4. Profits positively motivate free markets. Profits are good for the economy as a whole. On average, transactions in a free market result in about 10% profit and 90% recovery of the costs of doing business. The hope of sharing in that profit, though relatively small on a percentage basis, is part of what motivates people (and companies) to increase efficiency and develop new products or services that the public desires. If someone becomes immensely wealthy, it is because the public has "voted" through their purchases. That means, the products that the wealthy person produces are more valuable to his customers than alternative products or services they could have purchased elsewhere.

5. Higher prices can spur competition and prevent shortages. No one likes high prices, yet they play a crucial role in a market. When prices rise -- whether due to shortages, the increased cost of raw materials, or increased demand -- free market mechanisms will act in such a way as to reduce those prices. Demand will subsequently go down. New types of materials will be found to replace those that have become too expensive. More efficient production capabilities will be developed. High prices also attract greater investment, which helps to facilitate these changes. If you prefer, call high prices a necessary evil. But they are indeed necessary for the system to work. Government price controls (to prevent prices from going too high) or price supports (to prevent prices from going too low) ultimately hurt the economy. That's because prices have important information in them.

6. Governmental interference in the economy is almost always harmful. Other than preventing either the formation of a monopoly (which is extremely rare) or collusion to fix prices among companies in a particular sector (which is like a monopoly), the best role for government is to simply stay out of the way. Interference with an economy's price mechanism limits the benefits to be obtained from flourishing free markets.

Marxists can live with their famines, poverty and totalitarianism (the final being the goal of its leaders throughout history) but I'll go with individual liberty creating the means of personal fulfillment, a clean environment and wealth.

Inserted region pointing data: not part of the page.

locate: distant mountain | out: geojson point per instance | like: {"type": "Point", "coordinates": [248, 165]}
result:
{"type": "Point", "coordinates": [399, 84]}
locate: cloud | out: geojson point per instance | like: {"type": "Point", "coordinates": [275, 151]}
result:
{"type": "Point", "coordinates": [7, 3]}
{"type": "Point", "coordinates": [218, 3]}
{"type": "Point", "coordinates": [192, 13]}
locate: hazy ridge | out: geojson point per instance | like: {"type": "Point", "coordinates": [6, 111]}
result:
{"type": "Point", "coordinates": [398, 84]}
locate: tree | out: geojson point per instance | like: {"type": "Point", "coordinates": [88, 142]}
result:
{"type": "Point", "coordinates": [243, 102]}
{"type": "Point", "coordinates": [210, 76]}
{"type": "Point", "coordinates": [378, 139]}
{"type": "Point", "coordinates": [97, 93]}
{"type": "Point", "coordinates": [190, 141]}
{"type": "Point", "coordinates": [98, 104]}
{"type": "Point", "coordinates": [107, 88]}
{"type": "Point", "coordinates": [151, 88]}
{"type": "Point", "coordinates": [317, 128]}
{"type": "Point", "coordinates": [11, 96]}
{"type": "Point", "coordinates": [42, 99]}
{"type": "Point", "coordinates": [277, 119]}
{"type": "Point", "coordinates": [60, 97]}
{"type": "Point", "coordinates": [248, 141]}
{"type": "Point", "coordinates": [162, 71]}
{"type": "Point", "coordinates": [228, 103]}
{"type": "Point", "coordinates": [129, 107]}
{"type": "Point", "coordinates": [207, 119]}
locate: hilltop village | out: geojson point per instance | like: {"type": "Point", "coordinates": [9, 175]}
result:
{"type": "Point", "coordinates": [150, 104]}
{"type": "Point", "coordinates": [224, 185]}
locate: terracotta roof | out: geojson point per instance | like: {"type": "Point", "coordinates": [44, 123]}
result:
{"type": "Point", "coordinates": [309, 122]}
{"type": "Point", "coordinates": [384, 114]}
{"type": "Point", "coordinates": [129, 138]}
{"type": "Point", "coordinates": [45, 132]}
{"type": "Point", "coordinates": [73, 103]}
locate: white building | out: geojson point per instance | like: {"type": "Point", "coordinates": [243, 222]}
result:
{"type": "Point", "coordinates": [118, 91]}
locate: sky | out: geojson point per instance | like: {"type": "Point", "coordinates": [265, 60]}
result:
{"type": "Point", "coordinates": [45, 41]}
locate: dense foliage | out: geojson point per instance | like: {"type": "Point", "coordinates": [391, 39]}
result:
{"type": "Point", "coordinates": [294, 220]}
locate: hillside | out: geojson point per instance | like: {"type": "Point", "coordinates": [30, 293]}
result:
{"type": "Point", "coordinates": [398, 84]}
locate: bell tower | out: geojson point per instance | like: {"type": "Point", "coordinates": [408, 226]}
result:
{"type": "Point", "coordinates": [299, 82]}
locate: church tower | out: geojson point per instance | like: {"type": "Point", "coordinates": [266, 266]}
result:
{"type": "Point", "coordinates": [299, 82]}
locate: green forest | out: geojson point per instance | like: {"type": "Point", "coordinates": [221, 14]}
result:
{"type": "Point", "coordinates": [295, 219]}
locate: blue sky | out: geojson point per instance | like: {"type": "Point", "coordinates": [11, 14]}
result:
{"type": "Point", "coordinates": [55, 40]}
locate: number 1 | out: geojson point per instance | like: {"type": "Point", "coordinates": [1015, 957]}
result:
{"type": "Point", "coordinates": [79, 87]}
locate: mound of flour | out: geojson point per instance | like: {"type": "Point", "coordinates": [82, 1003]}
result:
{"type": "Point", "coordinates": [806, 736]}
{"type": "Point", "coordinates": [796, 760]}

Point 6 is one to consider as the Chuck Schumers call for confiscation of oil company profits for the "good of the people". As Professor Walter Williams explained while sitting in for Rush 2 weeks ago, the law of supply and demand is like the law of gravity. You may wish to see your folks in Florida more often but you will have to pay for an expensive plane ticket to get there. You may not like paying $3 for a gallon of gas but that is the price. But then you really want that gallon of gas so you should be happy with the transaction.

Oh, I forgot. Gas is a necessity.

Writes Williams:

If I voluntarily purchase the gas, I do so because I deem it better than my next best alternative. Of course, at a high enough price, I wouldn't deem it as such.

But the exchange is totally voluntary. Quoting Williams today:

Here's the essence of what transpires when I purchase a gallon of gasoline. In effect, I tell the retailer that I hold title to $3. He tells me that he holds title to a gallon of gas. I offer to transfer my title to $3 to him if he'll transfer his title to a gallon of gas to me. If this exchange occurs voluntarily, what can be said about the transaction?

One thing we know for sure is that the retailer was free to retain his ownership of the gallon of gas and I my ownership of $3. That being the case, why would we exchange? The only answer is that I perceived myself as better off giving up my $3 for the gallon of gas and likewise the retailer perceived himself as better off giving up his gas for the $3. Otherwise, why would we have exchanged?

Exchanges of this sort are called good-good exchanges, namely "I'll do something good for you if you do something good for me." Game theorists recognize this as a positive-sum game -- a transaction where both parties are better off as a result.

When government gets involved in setting the price there is a loss. And you readers of this blog know about what will happen with the future supply. That lesson is called "unintended consequences". That, however, is something we can control.